Ганька задыхался. Чудилось, будто его запихнули в бочку, где, кроме него, теснится сотня сельдей, готовых к засолке, но еще живых, потому что они бились и трепыхались. Спустя мгновение он понял, что рядом с ним не сотня селедок, а всего один человек, который вдруг испуганно взвизгнул:
– Кто это? Кто здесь?
По голосу Ганька узнал молодого перепечинского барина и понял, что его догадка насчет подвала оказалась правильной. Теперь главным было не дать Петру опомниться. Ловкий и проворный, Ганька вывернулся из-под него и добрался руками до горла:
– Бежать, господа, задумали? От меня не убежишь! Разведал я ваш тайный пролаз! Теперь, коли вы не хотели по-хорошему, придется вам руки вязать да на цепь сажать.

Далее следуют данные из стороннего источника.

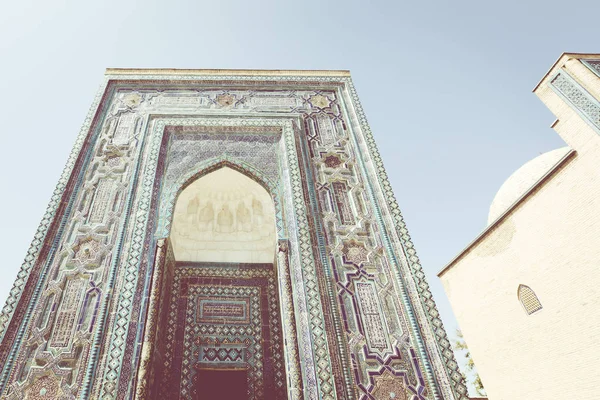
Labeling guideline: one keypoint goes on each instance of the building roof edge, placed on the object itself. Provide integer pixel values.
(573, 55)
(229, 72)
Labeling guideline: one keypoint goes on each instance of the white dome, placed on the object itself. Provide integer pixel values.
(522, 179)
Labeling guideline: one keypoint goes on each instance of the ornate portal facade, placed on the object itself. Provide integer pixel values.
(224, 234)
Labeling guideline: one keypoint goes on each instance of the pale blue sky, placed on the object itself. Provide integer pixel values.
(446, 87)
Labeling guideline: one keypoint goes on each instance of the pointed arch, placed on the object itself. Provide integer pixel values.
(170, 194)
(224, 216)
(528, 299)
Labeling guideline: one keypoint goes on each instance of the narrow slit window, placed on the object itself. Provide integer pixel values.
(528, 299)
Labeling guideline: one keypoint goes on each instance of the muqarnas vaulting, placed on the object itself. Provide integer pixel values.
(224, 226)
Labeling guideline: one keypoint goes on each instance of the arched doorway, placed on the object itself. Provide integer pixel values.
(217, 315)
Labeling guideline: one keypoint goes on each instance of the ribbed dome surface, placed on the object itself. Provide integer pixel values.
(522, 179)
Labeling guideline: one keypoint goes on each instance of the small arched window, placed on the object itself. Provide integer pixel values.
(528, 299)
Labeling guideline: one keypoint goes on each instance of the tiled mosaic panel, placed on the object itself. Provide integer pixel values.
(221, 316)
(345, 223)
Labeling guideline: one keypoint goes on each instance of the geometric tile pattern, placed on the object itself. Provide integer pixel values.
(363, 319)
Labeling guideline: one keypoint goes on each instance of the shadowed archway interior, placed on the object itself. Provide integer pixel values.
(219, 328)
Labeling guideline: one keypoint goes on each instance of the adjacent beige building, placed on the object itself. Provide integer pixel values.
(526, 291)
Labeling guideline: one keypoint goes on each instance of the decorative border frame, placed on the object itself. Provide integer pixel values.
(419, 297)
(582, 102)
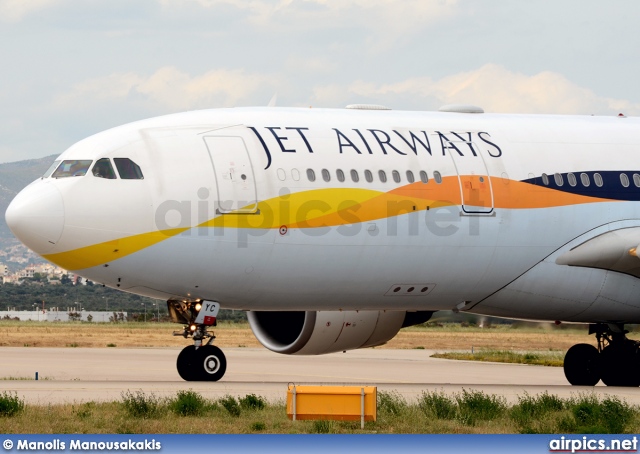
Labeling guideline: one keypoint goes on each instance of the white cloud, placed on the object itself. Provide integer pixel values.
(492, 87)
(15, 10)
(168, 88)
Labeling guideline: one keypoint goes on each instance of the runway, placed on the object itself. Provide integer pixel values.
(103, 374)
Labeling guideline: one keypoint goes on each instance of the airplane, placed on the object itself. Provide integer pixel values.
(335, 228)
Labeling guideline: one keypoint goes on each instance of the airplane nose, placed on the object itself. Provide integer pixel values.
(36, 216)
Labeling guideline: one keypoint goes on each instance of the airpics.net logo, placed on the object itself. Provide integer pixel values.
(588, 444)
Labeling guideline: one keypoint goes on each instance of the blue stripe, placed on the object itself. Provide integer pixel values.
(612, 187)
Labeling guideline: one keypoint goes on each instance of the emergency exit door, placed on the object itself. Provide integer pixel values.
(235, 180)
(475, 185)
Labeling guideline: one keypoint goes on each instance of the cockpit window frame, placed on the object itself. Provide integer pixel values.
(72, 168)
(104, 169)
(134, 172)
(52, 168)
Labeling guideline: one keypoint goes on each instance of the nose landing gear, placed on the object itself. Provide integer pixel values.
(198, 362)
(616, 360)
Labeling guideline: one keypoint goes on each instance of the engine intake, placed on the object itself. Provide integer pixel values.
(319, 332)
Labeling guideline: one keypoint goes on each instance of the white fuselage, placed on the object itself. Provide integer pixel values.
(228, 210)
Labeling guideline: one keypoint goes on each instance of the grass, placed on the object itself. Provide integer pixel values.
(434, 412)
(10, 404)
(547, 358)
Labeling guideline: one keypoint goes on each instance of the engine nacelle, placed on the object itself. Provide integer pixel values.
(319, 332)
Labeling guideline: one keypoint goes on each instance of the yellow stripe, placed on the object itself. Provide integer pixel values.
(329, 207)
(98, 254)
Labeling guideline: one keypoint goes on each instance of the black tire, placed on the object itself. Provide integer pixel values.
(621, 365)
(582, 365)
(211, 363)
(186, 363)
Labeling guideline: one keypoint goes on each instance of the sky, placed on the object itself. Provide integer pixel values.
(72, 68)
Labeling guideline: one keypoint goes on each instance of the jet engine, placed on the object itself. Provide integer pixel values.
(319, 332)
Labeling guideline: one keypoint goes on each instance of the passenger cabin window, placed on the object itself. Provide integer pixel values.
(72, 168)
(624, 180)
(584, 178)
(128, 169)
(368, 176)
(104, 169)
(311, 175)
(597, 178)
(558, 179)
(410, 177)
(326, 176)
(354, 176)
(50, 170)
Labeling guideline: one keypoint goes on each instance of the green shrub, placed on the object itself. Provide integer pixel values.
(611, 415)
(438, 405)
(188, 403)
(252, 402)
(322, 427)
(531, 408)
(85, 410)
(475, 405)
(231, 405)
(141, 405)
(391, 403)
(10, 404)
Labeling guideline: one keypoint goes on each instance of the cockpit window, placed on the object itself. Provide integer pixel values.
(128, 169)
(53, 167)
(104, 169)
(72, 168)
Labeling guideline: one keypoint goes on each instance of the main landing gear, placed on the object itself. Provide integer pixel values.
(616, 360)
(198, 362)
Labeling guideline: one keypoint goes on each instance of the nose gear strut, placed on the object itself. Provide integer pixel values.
(198, 362)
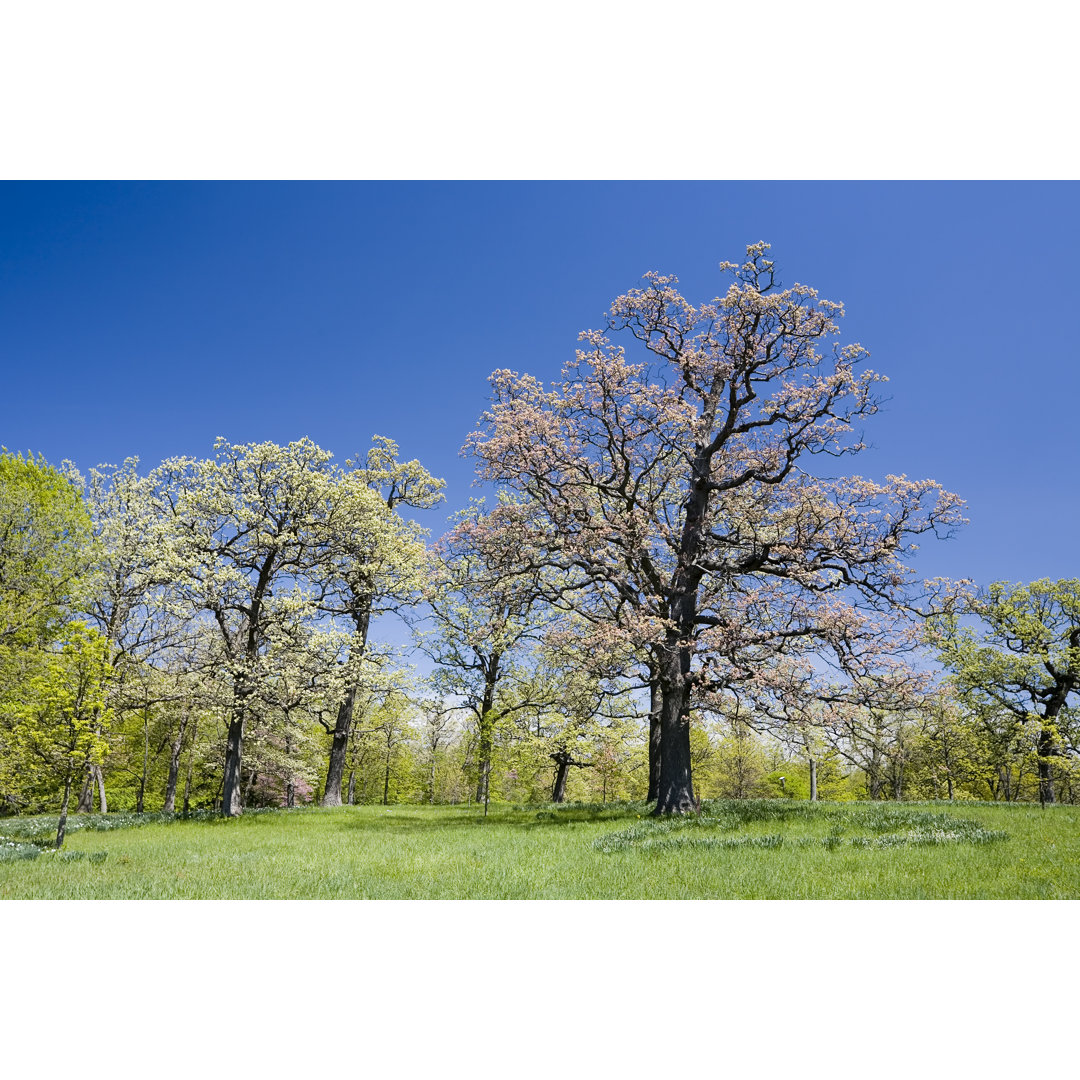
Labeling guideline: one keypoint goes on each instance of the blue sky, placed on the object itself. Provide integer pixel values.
(147, 319)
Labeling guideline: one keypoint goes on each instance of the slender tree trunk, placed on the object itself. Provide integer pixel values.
(85, 804)
(655, 703)
(675, 794)
(231, 799)
(174, 766)
(1047, 750)
(191, 761)
(486, 742)
(62, 827)
(339, 747)
(146, 763)
(562, 771)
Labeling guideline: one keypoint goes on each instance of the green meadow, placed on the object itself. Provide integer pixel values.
(744, 849)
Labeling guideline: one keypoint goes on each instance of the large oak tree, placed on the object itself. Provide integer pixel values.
(675, 490)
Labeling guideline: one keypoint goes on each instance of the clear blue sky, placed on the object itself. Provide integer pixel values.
(147, 319)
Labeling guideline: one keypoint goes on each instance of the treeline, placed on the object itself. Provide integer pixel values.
(663, 602)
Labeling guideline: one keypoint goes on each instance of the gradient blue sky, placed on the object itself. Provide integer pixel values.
(147, 319)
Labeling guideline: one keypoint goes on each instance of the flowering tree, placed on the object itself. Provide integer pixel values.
(375, 561)
(246, 539)
(487, 616)
(673, 493)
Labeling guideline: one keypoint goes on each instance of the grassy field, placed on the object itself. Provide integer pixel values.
(782, 850)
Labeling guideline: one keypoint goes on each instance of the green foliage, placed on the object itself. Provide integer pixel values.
(52, 730)
(45, 549)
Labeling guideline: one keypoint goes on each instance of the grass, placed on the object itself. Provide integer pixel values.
(752, 850)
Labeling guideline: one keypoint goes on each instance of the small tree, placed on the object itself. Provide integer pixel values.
(1021, 660)
(52, 733)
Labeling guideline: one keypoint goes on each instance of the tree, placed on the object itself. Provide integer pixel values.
(1021, 660)
(487, 617)
(52, 732)
(677, 498)
(247, 537)
(45, 549)
(376, 561)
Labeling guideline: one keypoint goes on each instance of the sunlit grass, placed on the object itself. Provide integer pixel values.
(733, 850)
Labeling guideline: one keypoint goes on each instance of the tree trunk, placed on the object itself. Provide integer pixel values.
(655, 703)
(1047, 750)
(174, 766)
(85, 804)
(562, 771)
(103, 804)
(675, 792)
(191, 761)
(486, 741)
(339, 747)
(231, 799)
(146, 763)
(61, 828)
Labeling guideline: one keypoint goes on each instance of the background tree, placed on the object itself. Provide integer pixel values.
(486, 616)
(46, 552)
(1021, 660)
(376, 562)
(52, 732)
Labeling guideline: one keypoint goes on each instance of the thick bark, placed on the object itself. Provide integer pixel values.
(339, 746)
(62, 827)
(335, 770)
(231, 799)
(562, 771)
(174, 766)
(655, 701)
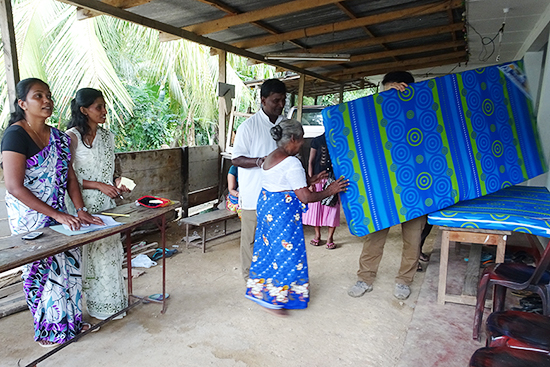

И, нашарив отверстие в стене, выбрался из «бочки» и закричал во весь голос:
– Эй, караульщики! Отворяйте, ну?
– А ты кто таков там шуметь? — послышался испуганный голос откуда-то сверху.
– Да атаман ваш, Ганька Искра!
– Быть не может! — послышалось в ответ.
– Откройте! — властно крикнул Ганька. — Не верите ушам, так глазам поверите!
Заскрежетал засов, крышка подвала сдвинулась, и Ганька предстал пред очи своих ватажников. Изумлению их не было предела, однако Ганьке было не до них.
Открытый люк пропускал довольно света, чтобы можно было разглядеть: Петр в подвале один.